Independence Monument
- Interactive map of Independence Monument
- Location: Norodom Blvd (41), Phnom Penh (Cambodia)
- Coordinates: 11°33′23″N 104°55′41″E﻿ / ﻿11.5564°N 104.9281°E
- Designer: Vann Molyvann
- Height: 37 metres (121 ft)
- Beginning date: 1958
- Opening date: 1962
- Dedicated to: Independence from France

= Independence Monument (Cambodia) =

Monument in Phnom Penh, Cambodia

The Independence Monument (វិមានឯករាជ្យ /km/) in Phnom Penh, capital of Cambodia, was built in 1958 to memorialise Cambodia's independence from France in 1953. It stands on a roundabout in the intersection of Norodom Boulevard and Sihanouk Boulevard in the centre of the city. It is in the form of a lotus-shaped stupa, of the style seen at the temple at Banteay Srei and other Khmer historical sites. The Independence Monument was designed by the Cambodian architect Vann Molyvann, who was “personally selected and instructed” by Prince Norodom Sihanouk on how it should look like, combining “the religious and the secular.” It stands 37 metres tall.

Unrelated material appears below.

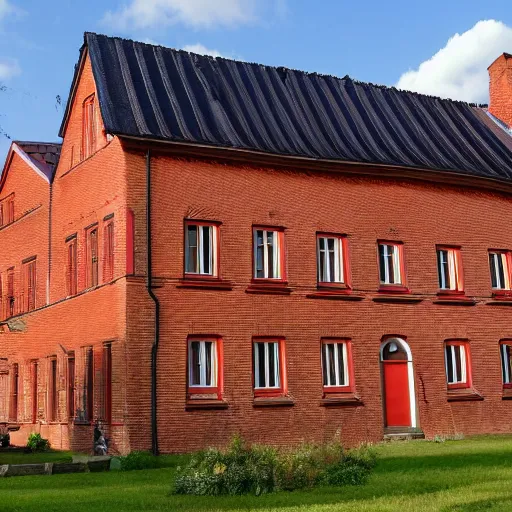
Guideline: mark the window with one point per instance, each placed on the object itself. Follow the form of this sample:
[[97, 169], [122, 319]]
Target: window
[[89, 385], [13, 402], [499, 264], [92, 257], [269, 369], [34, 389], [506, 362], [458, 367], [53, 401], [10, 293], [108, 252], [391, 263], [29, 285], [268, 254], [107, 383], [331, 259], [71, 266], [70, 377], [7, 210], [201, 249], [336, 365], [449, 269], [89, 127]]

During national celebrations, the Independence Monument is the centre of activity. A ceremonial flame on the interior pedestal is often lit by a royal or high official on these occasions, and floral tributes line the stairs. Every year, the Independence Monument is visited by foreign tourists and locals alike. Behind the monument is the Norodom Sihanouk Memorial, constructed in 2013.